The Curator is a command line tool written in Python to run index specific tasks in Elasticsearch, with the focus on index life cycle management, e.g. delete indices, take snapshots, set aliases.
The Elasticsearch project now supports several new API endpoints that take on some of the functionality, that were previously covered by defining specific actions in the Curator, e.g. index life cycle management, log index rotation, etc. For example Elasticsearch now supports Index Lifecycle Management via lifecycle policies. For more information see how to configre a lifecycle policy.
API endpoints marked with the XPack label require at least a Basic license subscription. Other Elasticsearch distributions, most notably the AWS Elasticsearch Service may not provide these API endpoints. They usually also lack some minor versions behind the official releases.

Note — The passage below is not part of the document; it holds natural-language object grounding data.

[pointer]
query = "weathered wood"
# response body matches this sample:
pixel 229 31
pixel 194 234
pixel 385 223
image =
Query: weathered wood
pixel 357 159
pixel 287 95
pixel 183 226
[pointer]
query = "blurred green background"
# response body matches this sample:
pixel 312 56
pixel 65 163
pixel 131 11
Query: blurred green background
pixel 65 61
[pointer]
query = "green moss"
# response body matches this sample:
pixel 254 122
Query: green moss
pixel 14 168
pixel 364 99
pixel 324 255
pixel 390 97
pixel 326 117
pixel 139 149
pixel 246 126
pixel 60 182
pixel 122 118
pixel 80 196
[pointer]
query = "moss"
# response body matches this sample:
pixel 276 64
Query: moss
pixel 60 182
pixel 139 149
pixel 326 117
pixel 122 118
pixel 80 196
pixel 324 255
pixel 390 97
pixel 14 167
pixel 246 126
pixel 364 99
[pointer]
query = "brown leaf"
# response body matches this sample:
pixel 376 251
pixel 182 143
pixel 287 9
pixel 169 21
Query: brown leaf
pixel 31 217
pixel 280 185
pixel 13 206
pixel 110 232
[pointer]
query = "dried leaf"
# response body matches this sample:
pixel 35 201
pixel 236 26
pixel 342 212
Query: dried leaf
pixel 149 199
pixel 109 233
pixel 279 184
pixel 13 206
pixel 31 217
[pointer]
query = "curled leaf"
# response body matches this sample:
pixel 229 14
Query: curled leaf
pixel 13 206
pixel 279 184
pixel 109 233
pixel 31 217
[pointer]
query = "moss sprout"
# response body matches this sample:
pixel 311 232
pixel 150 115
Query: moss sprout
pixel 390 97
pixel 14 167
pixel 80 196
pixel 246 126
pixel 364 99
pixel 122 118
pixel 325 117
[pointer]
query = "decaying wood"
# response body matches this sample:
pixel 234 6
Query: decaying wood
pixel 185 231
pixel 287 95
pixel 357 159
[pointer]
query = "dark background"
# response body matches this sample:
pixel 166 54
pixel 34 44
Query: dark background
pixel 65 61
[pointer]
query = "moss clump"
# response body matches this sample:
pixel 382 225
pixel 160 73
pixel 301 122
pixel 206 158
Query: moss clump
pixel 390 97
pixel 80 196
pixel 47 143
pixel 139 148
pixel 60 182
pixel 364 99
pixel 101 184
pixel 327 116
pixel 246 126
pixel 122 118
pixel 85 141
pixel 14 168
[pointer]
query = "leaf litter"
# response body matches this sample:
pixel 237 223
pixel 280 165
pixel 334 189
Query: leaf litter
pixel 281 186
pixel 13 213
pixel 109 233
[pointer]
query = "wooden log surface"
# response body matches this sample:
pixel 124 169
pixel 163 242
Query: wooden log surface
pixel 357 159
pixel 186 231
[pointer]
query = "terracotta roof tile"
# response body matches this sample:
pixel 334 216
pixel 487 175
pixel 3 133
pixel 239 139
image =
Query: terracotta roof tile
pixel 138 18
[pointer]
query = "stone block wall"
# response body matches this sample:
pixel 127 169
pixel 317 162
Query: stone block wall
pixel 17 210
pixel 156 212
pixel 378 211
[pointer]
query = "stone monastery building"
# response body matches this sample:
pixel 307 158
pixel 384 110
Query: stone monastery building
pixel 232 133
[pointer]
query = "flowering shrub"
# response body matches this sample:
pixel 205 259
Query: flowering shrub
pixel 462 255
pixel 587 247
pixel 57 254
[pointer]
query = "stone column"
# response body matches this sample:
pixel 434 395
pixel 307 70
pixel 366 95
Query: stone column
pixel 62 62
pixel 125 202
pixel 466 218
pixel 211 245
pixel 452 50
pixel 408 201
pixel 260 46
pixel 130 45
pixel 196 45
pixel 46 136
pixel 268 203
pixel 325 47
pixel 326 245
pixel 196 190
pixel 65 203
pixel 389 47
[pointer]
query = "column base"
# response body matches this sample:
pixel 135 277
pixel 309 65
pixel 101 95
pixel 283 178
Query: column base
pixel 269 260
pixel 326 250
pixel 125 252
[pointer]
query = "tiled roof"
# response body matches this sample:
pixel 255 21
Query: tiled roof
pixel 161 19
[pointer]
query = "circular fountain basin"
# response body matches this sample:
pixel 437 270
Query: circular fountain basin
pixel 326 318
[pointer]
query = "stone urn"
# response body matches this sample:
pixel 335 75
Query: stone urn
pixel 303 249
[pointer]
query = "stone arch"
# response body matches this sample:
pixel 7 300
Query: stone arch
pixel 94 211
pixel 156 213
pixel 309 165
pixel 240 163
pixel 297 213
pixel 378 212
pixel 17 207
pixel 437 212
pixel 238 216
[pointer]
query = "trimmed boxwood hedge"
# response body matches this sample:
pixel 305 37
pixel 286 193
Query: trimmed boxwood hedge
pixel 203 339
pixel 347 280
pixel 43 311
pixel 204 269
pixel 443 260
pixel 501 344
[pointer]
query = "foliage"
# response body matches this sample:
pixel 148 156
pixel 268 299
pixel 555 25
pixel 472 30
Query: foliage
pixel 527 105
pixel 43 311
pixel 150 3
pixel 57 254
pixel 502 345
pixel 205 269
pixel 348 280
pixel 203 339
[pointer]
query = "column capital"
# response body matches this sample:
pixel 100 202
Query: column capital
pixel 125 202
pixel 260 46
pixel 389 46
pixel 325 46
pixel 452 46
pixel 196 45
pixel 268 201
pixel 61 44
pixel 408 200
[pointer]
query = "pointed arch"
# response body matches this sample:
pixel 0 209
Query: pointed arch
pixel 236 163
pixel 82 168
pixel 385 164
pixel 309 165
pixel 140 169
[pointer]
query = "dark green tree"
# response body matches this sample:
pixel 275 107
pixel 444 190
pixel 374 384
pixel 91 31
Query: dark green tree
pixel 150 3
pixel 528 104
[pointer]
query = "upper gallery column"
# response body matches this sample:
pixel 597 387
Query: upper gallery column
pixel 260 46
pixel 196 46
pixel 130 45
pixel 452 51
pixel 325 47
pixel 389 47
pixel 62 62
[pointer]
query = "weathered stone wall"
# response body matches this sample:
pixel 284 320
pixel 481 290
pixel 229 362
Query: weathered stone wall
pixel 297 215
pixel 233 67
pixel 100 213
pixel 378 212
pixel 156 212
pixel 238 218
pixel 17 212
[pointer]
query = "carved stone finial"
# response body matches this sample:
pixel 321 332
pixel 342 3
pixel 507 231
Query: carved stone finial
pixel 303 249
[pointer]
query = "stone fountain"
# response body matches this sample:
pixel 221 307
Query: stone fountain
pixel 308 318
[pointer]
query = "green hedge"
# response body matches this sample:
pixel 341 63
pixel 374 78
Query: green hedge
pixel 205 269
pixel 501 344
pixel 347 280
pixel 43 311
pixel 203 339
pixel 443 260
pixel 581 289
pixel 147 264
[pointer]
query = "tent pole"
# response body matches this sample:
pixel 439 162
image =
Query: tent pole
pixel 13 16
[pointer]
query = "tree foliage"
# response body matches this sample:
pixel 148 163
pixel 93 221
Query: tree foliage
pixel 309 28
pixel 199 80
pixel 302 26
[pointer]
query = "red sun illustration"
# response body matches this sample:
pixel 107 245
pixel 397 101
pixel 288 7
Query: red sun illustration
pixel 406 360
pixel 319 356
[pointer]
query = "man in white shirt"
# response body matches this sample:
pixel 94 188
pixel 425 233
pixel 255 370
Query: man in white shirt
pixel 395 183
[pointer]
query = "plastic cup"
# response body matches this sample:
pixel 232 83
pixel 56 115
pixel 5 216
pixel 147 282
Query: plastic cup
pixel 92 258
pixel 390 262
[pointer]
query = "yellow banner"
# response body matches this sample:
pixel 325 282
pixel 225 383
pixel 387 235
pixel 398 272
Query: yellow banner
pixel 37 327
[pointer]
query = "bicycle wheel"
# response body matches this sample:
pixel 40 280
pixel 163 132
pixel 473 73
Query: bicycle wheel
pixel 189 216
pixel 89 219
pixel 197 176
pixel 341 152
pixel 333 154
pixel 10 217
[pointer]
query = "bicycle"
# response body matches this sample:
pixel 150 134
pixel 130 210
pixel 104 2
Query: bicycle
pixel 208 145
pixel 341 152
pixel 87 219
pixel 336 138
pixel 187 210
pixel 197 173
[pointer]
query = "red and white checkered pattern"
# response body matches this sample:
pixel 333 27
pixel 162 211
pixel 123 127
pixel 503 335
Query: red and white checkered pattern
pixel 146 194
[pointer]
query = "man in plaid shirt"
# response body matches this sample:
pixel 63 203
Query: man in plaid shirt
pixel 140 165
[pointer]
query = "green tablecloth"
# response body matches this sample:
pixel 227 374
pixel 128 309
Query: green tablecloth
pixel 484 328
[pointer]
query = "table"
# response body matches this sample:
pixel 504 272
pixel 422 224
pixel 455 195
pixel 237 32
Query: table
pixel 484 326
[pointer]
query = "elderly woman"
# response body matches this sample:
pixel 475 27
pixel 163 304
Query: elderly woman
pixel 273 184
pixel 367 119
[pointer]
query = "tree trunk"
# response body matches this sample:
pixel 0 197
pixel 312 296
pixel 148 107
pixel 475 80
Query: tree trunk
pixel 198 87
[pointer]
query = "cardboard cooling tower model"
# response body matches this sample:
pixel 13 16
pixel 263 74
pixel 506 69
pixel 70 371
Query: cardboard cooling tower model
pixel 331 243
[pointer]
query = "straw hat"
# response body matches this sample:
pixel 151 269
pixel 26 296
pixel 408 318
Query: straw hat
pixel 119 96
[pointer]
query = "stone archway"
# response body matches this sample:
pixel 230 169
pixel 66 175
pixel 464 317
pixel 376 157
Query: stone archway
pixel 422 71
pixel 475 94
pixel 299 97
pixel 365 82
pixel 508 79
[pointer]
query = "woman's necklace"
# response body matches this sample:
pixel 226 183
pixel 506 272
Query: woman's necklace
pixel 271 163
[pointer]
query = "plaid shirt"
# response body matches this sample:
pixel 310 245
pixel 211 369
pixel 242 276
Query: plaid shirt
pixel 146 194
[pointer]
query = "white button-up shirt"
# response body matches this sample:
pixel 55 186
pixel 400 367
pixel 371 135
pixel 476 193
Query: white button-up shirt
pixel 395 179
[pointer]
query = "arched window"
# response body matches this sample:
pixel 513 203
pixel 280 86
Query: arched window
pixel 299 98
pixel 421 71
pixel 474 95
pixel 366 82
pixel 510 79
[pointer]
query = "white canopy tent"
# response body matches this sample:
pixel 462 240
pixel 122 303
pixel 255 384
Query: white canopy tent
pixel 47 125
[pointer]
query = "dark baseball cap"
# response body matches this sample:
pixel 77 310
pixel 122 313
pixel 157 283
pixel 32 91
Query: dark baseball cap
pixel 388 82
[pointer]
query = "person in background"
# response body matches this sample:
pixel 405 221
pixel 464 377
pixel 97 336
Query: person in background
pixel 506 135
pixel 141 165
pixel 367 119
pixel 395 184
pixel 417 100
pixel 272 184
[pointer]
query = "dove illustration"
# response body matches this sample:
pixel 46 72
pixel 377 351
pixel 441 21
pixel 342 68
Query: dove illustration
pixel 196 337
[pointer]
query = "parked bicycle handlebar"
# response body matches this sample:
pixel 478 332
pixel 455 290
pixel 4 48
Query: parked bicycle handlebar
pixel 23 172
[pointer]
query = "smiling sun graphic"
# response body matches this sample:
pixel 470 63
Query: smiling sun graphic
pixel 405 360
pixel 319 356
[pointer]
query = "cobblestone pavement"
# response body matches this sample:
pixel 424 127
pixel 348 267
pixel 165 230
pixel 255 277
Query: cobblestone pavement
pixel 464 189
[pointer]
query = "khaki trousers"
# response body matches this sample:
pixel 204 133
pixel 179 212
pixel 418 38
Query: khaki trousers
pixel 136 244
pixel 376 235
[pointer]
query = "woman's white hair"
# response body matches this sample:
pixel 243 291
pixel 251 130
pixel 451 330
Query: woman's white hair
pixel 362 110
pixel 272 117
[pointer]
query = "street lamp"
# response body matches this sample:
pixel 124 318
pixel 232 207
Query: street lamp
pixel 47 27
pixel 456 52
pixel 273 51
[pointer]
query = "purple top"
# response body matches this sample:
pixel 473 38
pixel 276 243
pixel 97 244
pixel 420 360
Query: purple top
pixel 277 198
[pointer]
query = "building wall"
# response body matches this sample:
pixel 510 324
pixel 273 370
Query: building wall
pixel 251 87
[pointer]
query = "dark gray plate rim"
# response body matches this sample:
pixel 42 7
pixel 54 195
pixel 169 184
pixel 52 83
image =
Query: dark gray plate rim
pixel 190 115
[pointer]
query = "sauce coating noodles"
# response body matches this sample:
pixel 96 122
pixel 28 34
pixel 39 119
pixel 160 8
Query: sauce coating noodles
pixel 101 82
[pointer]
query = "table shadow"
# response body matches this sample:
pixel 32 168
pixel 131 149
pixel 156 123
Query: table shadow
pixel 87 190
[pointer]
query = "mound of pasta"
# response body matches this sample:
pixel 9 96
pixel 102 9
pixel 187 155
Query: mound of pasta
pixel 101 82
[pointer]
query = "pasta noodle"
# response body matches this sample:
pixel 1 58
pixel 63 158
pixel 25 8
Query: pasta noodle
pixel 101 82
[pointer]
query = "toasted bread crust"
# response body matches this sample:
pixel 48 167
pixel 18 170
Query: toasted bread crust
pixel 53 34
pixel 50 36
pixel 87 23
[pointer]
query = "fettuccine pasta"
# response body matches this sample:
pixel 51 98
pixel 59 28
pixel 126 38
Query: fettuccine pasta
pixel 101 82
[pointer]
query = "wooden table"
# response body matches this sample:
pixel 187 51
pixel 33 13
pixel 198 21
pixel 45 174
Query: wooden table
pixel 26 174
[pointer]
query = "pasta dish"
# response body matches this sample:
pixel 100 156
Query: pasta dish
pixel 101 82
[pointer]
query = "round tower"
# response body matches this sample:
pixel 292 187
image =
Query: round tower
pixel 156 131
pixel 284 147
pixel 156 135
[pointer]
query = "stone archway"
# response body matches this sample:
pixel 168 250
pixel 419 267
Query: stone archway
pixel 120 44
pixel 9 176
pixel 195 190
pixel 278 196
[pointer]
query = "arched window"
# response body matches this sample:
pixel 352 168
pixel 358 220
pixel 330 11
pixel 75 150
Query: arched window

The Curator takes a config file that specifies the connection to the Elasticsearch cluster and an actions file to define tasks to execute within Elasticsearch. The curator is a CLI tool that can be executed on the command line. It can be easily integrated in with automated setups or can be executed by a cron job.
The curator
command line tool takes a configuration file and an actions file. Once installed it can be executed in the terminal as follows:
When using the Docker + Docker Compose environment as described in the Setup section, a container can be started
docker-compose up -d cerebroThen connect to the container via
docker
with itscontainer-id
, e.g. using commanddocker exec -it <container-id> /bin/bash
✅ Run the curator on the command line.
curator --dry-run --config config.yml action.yml
The curator
command takes the following options
--dry-run
(optional) runs the curator without executing the tasks, it only displays the actions it would execute--config
specifies the path to the configuration file (config.yml
)action.yml
is the path to the actions file to execute
An example of the config file is given here.
---
client:
hosts:
- elasticsearch01
port: 9200
url_prefix:
use_ssl: False
certificate:
client_cert:
client_key:
ssl_no_validate: False
http_auth:
timeout: 30
master_only: False
logging:
loglevel: INFO
logfile:
logformat: default
blacklist: ['elasticsearch', 'urllib3']
It specifies the connection to the Elasticsearch cluster, in this case it assumes there is an instance accessible at elasticsearch01:9200
.
❗️ The Curator needs to have access to the Elasticsearch instance, either by installing it on the same host or on a remote one. If you install it on a remote host, access to Elasticsearch should be secured. The security aspect is outside the scope of this book.
The action file is used to define a list of actions / tasks that are executed in the Elasticsearch Cluster. The curator communicates via HTTP with Elasticsearch using its different API endpoints.
The structure of the action file is:
---
actions:
1:
action: <action>
description: >-
A longer description of the action
2:
action: <action>
..
Under the main element actions
an indexed based list of actions is defined. The next few sections provide examples how different actions can be used to run common operational tasks.
It is recommended to use separate action files to process different tasks. These tasks may need to run at different intervals, e.g. hourly, daily, weekly, or they are for a different set of indices.